An early French study found Muira puama to be effective in gastrointestinal and circulatory asthenia, as well as impotence. Three of the most respected scientific authorities on medical herbalism recommend Muira puama. In recently published books, James Duke, Ph.D., chief of the United States Department of Agriculture's Medical Plant Laboratory, and Michael Murray, N.D., recommend Muira puama for erectile dysfunction or lack of libido. In addition, Daniel Mowrey, Ph.D., states the following in his book Herbal Tonic Therapies:
"Few in number are the plants that seem to have a reliable reputation as true aphrodisiacs.... Snake oil remedies abound, and confusion, dishonesty, and hyped-up placebo razzmatazz carry the day. Out of this mess, one plant, virtually unknown to most Americans, appears to have risen above the competition. The plant is called Muira puama. And though not much is known scientifically about the plant, all indications would lead one to believe that here is a material with the potential for making an important and significant contribution to the health of the male reproductive system."
Complementing all of the above, adequate zinc levels are essential for hormonal activity and reproductive health, as well as for normal, physiological function in both men and women.
In adult males, the testes and prostate have particularly high concentrations of zinc. The sites where male hormones attach to cells (androgen receptors) require zinc in order to function.
Zinc deficiency substantially reduces testosterone levels, sperm production and muscle endurance.

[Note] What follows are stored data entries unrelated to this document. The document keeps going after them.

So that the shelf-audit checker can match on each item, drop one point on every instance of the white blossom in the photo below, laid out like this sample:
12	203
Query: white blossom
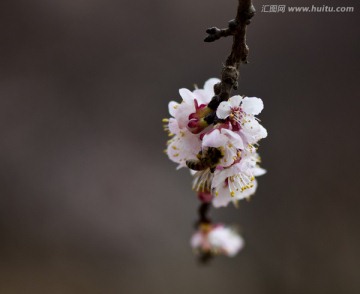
217	239
236	182
241	113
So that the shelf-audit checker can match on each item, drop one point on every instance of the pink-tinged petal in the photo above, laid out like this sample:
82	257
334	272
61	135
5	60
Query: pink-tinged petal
173	106
187	96
262	132
235	101
235	139
220	177
223	110
252	105
258	171
222	199
209	86
214	139
173	126
202	96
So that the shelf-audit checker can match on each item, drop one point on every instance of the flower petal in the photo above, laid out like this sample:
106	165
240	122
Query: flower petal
187	96
234	138
214	139
252	105
173	106
235	101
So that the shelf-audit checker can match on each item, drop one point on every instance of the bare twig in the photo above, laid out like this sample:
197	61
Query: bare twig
238	55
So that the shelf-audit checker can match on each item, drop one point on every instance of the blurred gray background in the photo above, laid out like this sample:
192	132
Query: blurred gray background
90	204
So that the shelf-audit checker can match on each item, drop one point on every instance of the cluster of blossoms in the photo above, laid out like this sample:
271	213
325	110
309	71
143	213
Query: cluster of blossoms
222	156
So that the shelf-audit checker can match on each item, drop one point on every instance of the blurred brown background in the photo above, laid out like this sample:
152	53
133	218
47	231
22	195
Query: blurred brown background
90	204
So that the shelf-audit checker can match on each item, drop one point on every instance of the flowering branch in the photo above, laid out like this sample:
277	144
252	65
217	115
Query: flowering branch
216	136
238	55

Research suggests that zinc deficiency also may reduce the life span of ejaculated sperm.
A recent study examined marginal zinc deficiency in young men, 27 to 28 years of age, and older men from 55 to 73. When young men were put on diets in which zinc intake was restricted, their serum testosterone levels declined by an average of 73.4 percent after 20 weeks. In contrast, when older men with marginal zinc deficiency were given oral zinc supplementation for three to six months, their serum testosterone levels increased by an average of 92.8 percent. In fact, the elderly men taking a zinc supplement had serum testosterone levels 50.9 percent higher than the young men whose dietary zinc was restricted.
Another study demonstrated that only five weeks of dietary zinc restriction in young men significantly reduced serum testosterone levels, as well as the amount of ejaculated semen.

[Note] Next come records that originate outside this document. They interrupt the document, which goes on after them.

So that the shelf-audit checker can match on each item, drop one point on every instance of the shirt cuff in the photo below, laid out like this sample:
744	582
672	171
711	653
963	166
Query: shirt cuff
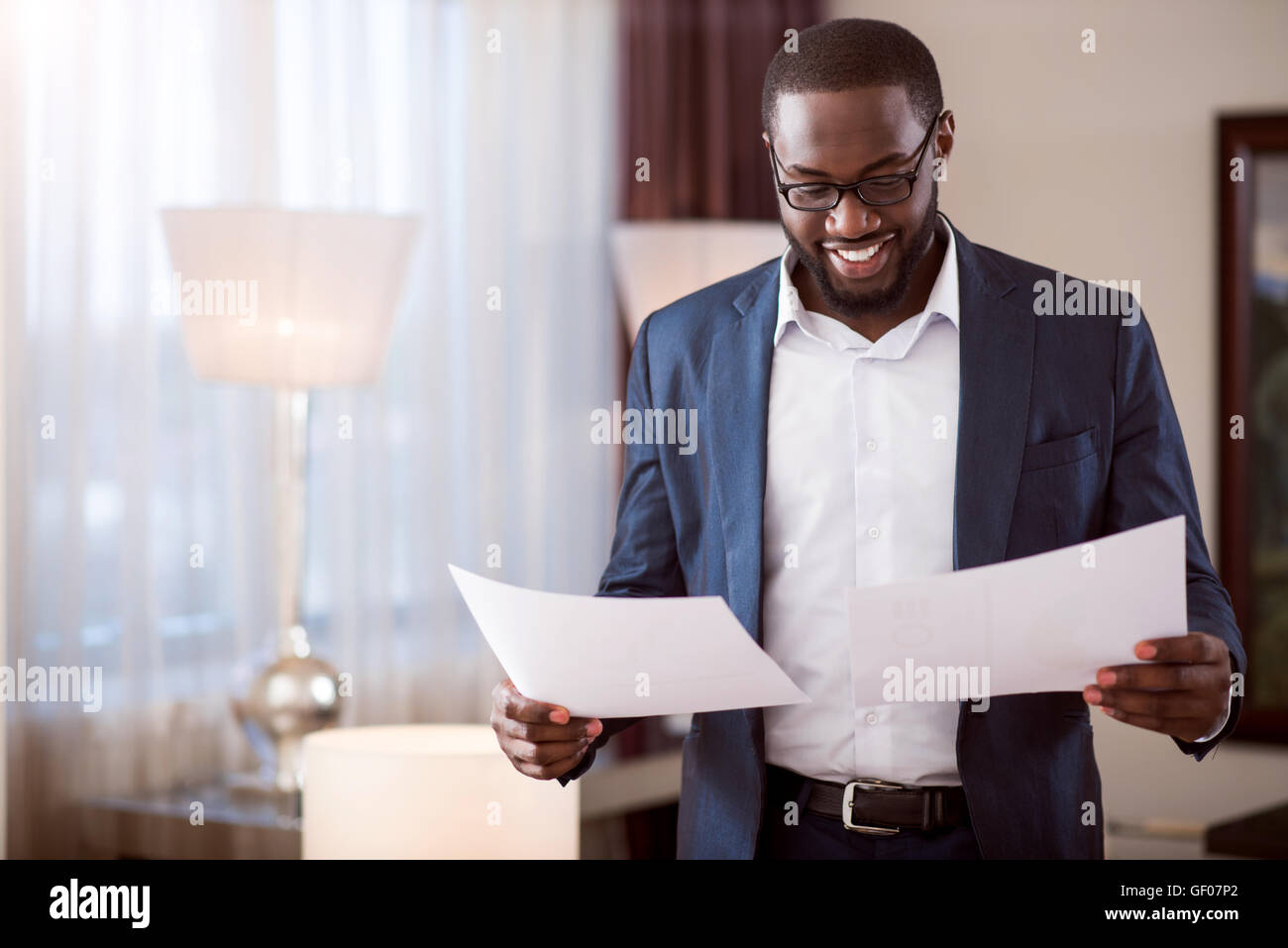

While zinc deficiency is prevalent throughout the world, clinical evaluation of mild deficiency is uncertain. A 1994 study noted, "Suspicions that mild zinc deficiency is common among the elderly cannot be confirmed or refuted because definitive indicators of zinc status are lacking."
The authors point out, "Decreased testosterone levels, problems with wound healing, and age-associated energy [deficient energy or immune function] may all be related to marginal zinc status in the elderly." They also note that serum zinc levels decrease with age, and that the ability to absorb zinc is also decreased with age. However, "The detection of mild zinc deficiency remains difficult and impractical," they note. Conventional indicators such as serum zinc levels and alkaline phosphatase levels do not respond in a consistent way to changes in zinc intake. The authors studied the enzyme 5'-nucleotidase, which they propose as a potentially more reliable indicator of zinc status.

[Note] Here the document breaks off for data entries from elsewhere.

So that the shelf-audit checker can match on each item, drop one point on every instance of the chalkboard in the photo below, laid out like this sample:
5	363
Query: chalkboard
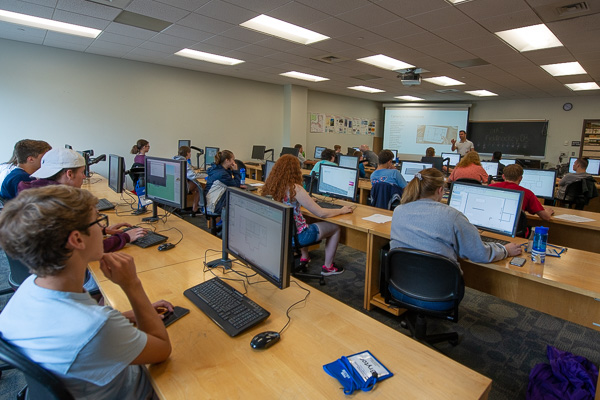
519	138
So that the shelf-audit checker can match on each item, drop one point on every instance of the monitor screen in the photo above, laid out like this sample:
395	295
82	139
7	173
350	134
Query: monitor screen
209	155
592	169
348	161
488	208
318	151
410	168
258	152
491	167
116	172
268	167
166	181
454	158
540	181
338	182
259	232
290	150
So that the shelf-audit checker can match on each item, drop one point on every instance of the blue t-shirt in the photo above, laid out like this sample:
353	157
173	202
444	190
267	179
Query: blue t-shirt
392	176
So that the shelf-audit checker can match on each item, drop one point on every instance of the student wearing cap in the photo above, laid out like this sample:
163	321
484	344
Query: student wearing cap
67	167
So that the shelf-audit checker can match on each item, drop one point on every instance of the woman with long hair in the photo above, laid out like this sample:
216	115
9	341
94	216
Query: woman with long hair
284	184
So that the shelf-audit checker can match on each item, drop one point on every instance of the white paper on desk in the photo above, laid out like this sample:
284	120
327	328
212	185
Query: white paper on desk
378	218
573	218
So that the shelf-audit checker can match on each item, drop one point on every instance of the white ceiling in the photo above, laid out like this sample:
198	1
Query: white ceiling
430	34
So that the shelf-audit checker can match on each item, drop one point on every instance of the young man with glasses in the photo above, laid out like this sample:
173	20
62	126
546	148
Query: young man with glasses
94	350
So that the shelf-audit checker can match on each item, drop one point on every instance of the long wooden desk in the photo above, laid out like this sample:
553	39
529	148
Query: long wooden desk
207	363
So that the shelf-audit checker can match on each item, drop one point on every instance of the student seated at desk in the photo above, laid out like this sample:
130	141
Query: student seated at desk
386	172
94	350
284	184
513	175
422	222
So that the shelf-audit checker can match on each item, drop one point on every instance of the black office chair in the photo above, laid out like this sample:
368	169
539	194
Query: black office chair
41	384
423	276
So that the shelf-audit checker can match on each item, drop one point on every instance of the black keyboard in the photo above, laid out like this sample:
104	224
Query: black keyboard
494	240
104	205
328	204
229	309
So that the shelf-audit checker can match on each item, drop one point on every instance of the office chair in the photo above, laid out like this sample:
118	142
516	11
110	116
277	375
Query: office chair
41	384
417	280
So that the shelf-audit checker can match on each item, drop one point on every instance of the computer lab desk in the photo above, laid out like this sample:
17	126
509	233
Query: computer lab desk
207	363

Much of our detailed understanding of the hormonal mechanisms involved in zinc deficiency derives from studies conducted on rats. One study found that the testicular cells of zinc-deficient rats lost their ability to convert lipids into sex hormones. Other rat studies have found that zinc deficiency significantly reduces the concentration of androgen receptors sites in reproductive organs and the liver.
The authors note that the effects of zinc deficiency on liver metabolism and binding of sex hormones acts in a similar way to the effects on the body of alcohol or castration. They conclude that such zinc deficiency "plays a pathogenic role in feminization and reproductive dysfunction."